Quali sono le soluzioni alternative per risolvere questo problema?
Bisognerebbe costruire almeno altri quattro rigassificatori (oltre a quello già esistente di Panigalia di proprietà dell’Eni). In Italia però finora c’è stata una forte opposizione alla loro costruzione da parte delle diverse regioni che avrebbero dovuto ospitarli. Tra gli impianti programmati e che andrebbero realizzati in fretta ci sono quello di Brindisi, Rovigo e un altro in Toscana.
Ritiene che il processo di liberalizzazione sia positivo per il mercato dell’energia?
Anche se in Italia c’è ancora molto da fare, è fondamentale che il mercato sia aperto a diversi operatori e che la rete di distribuzione (Snam Rete Gas) venga separata dal fornitore. Al momento una legge (peraltro ancora molto vaga) è all’esame del governo che dovrebbe prendere provvedimenti per aumentare la concorrenza, ma la situazione resta ancora molto incerta, perché Eni, in mano alla quale rimane il nodo degli approvvigionamenti, ha comunque una grande capacità di manovra.
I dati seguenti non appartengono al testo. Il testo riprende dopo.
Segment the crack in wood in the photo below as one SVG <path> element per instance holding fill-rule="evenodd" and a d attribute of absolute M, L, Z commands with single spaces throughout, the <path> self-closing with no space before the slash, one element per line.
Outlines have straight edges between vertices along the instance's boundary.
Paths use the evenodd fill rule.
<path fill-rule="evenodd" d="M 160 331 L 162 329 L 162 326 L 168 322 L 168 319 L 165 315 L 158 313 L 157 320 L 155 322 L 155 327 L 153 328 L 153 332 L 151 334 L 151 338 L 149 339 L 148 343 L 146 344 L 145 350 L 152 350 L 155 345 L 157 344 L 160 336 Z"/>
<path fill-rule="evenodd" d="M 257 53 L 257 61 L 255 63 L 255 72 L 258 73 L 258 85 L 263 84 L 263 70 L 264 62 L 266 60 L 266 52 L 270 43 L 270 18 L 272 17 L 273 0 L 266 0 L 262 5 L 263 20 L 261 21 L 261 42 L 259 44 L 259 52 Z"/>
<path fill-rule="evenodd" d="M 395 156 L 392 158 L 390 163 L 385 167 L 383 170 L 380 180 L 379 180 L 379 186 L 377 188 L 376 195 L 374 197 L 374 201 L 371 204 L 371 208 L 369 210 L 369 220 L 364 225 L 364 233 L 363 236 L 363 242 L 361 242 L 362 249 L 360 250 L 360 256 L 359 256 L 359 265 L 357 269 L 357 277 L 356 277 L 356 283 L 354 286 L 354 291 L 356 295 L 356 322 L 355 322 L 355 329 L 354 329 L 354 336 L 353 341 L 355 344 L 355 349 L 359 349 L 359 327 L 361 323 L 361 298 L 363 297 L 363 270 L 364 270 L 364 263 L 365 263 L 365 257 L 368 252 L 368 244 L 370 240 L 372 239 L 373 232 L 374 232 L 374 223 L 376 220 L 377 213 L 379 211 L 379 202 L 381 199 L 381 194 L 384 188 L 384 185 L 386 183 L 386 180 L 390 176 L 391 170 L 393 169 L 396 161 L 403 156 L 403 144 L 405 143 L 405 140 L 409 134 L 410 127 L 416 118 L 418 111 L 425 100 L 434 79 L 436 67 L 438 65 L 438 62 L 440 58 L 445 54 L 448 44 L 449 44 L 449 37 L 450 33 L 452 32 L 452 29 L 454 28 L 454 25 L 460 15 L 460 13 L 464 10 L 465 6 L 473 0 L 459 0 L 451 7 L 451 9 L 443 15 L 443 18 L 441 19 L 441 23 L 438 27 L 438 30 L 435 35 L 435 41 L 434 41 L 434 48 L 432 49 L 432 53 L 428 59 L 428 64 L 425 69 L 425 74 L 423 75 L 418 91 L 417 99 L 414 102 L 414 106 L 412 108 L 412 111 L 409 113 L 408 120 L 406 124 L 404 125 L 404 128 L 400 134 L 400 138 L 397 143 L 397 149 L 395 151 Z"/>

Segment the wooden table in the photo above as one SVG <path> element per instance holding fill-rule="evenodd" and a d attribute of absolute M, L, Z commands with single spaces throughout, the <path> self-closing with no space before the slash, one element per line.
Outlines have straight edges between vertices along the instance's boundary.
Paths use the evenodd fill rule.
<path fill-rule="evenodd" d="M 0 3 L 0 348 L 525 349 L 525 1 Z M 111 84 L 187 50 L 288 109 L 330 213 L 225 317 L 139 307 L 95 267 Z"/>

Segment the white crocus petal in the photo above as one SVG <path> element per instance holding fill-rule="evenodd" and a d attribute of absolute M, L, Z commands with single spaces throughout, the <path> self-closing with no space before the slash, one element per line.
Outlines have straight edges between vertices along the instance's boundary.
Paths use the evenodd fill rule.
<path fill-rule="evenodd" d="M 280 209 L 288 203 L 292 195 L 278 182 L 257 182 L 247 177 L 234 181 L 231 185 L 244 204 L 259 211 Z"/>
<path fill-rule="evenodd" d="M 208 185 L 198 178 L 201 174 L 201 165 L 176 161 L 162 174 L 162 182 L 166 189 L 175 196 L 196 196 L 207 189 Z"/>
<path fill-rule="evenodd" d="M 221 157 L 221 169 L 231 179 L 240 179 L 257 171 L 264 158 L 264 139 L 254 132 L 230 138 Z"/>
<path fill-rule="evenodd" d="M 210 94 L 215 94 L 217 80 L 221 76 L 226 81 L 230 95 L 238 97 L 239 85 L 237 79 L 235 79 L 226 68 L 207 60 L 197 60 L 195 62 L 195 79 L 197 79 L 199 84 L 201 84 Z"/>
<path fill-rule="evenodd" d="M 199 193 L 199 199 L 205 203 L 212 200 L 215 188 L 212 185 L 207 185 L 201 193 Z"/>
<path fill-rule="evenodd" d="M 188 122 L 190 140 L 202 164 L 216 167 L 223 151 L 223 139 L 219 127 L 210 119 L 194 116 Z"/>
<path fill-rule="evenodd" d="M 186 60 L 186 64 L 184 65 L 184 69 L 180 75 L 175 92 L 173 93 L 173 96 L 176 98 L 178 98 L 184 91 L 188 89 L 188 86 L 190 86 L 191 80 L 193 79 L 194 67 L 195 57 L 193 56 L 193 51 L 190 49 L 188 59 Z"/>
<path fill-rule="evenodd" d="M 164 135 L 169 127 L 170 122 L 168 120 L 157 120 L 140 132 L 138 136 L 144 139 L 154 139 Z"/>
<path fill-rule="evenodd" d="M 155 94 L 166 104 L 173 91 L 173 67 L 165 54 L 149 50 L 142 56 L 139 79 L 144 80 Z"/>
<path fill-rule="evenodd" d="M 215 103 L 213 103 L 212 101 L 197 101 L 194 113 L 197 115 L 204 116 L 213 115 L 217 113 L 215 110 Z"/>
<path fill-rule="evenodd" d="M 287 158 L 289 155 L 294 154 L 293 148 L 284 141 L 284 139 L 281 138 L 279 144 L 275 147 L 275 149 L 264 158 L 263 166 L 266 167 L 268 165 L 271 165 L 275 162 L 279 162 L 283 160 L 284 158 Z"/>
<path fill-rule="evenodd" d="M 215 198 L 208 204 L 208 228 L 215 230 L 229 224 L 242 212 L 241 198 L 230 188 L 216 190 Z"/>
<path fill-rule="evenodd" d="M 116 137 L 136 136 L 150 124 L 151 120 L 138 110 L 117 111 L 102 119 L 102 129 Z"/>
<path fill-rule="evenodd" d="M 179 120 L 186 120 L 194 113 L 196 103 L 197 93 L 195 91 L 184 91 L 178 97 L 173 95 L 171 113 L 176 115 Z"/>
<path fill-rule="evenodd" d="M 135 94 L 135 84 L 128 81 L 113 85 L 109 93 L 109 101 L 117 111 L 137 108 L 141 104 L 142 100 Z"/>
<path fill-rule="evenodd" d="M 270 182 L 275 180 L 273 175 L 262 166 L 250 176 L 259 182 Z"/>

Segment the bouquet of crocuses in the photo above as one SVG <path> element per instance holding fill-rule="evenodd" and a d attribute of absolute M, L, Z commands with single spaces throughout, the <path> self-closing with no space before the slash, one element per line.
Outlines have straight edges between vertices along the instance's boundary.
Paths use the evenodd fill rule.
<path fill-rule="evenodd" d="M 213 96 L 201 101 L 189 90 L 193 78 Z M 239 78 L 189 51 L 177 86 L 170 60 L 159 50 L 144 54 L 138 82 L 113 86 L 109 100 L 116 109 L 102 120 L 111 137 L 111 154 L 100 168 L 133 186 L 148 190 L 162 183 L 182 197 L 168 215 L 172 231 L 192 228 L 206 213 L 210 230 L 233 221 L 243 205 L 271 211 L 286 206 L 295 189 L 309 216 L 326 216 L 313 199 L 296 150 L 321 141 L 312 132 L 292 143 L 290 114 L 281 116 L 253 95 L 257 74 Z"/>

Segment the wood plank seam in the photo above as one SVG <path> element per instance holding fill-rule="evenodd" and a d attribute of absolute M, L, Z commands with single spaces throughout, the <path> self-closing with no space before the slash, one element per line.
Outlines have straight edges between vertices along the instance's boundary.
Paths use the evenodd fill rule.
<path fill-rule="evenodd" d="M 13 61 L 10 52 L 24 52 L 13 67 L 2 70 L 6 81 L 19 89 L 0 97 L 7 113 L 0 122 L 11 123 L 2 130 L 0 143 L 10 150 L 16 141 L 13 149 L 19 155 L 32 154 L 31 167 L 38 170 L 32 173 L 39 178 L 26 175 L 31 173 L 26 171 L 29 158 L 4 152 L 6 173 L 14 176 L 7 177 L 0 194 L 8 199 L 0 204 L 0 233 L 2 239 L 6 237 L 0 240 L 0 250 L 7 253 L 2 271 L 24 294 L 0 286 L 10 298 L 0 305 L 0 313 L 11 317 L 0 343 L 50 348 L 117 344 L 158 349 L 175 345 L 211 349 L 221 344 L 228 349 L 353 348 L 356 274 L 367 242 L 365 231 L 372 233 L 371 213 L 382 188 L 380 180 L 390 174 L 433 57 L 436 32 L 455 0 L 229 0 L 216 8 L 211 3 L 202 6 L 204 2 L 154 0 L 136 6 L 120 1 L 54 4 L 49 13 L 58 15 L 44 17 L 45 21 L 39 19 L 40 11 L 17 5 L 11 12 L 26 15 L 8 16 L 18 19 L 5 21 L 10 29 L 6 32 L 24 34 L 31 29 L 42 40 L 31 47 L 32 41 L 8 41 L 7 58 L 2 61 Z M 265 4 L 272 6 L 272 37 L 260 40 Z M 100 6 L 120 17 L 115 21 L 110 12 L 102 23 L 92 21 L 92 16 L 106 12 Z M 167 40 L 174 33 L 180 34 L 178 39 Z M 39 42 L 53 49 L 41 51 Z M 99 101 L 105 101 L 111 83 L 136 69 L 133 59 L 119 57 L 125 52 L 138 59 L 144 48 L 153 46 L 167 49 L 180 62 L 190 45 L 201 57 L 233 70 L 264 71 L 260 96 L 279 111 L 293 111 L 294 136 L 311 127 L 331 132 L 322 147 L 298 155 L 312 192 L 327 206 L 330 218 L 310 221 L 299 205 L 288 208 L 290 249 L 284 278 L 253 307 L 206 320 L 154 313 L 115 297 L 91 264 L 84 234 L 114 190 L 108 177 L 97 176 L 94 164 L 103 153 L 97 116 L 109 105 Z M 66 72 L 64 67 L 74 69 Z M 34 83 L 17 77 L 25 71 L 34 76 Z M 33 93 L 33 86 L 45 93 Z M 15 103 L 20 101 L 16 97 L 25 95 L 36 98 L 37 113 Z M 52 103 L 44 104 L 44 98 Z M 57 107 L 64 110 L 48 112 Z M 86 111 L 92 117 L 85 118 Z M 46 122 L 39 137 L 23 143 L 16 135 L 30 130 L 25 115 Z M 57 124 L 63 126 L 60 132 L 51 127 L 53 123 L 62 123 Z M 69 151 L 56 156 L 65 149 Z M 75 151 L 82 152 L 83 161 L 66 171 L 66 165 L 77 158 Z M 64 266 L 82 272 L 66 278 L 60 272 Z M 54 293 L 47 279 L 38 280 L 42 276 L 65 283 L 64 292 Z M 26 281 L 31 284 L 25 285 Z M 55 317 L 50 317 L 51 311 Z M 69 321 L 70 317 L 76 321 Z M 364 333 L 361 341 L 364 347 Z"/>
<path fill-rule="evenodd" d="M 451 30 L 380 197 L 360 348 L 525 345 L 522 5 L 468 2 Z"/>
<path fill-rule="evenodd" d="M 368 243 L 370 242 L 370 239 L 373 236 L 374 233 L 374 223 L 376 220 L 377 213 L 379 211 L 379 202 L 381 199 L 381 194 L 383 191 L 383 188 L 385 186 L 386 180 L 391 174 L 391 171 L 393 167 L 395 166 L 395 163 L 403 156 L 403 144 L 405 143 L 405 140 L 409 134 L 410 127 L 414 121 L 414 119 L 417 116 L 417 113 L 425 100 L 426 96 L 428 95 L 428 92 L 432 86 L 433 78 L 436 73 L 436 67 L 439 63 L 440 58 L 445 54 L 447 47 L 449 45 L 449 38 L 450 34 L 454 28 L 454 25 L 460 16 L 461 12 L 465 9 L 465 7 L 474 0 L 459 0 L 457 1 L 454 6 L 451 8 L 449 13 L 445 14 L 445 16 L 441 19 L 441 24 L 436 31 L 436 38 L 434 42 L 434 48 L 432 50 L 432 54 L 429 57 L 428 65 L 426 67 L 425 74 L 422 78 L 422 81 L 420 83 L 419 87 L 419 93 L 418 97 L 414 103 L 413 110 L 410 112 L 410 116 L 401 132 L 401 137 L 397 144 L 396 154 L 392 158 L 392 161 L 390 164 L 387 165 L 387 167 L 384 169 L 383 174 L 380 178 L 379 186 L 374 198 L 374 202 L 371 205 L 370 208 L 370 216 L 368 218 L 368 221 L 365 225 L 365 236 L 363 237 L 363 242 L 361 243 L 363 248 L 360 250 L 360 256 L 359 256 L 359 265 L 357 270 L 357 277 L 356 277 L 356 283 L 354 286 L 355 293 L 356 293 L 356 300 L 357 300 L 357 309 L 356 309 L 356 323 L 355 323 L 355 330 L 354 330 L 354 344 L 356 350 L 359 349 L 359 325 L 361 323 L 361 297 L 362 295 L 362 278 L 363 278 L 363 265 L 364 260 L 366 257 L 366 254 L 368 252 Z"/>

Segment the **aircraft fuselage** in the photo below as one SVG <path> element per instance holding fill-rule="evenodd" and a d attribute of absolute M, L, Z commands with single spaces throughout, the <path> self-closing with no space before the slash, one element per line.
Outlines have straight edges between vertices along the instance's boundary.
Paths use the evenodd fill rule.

Motivo per il quale permane una notevole discriminazione tra il monopolista e gli altri soggetti. Più stabile è invece l’andamento del mercato elettrico. Anche in questo caso però permane la dipendenza dal gas naturale.
Pensa che la Borsa elettrica abbia avuto una funzione importante?
Finora il suo ruolo non è stato molto determinante e a questo proposito bisognerebbe prendere esempio da analoghe strutture nel resto dell’Europa.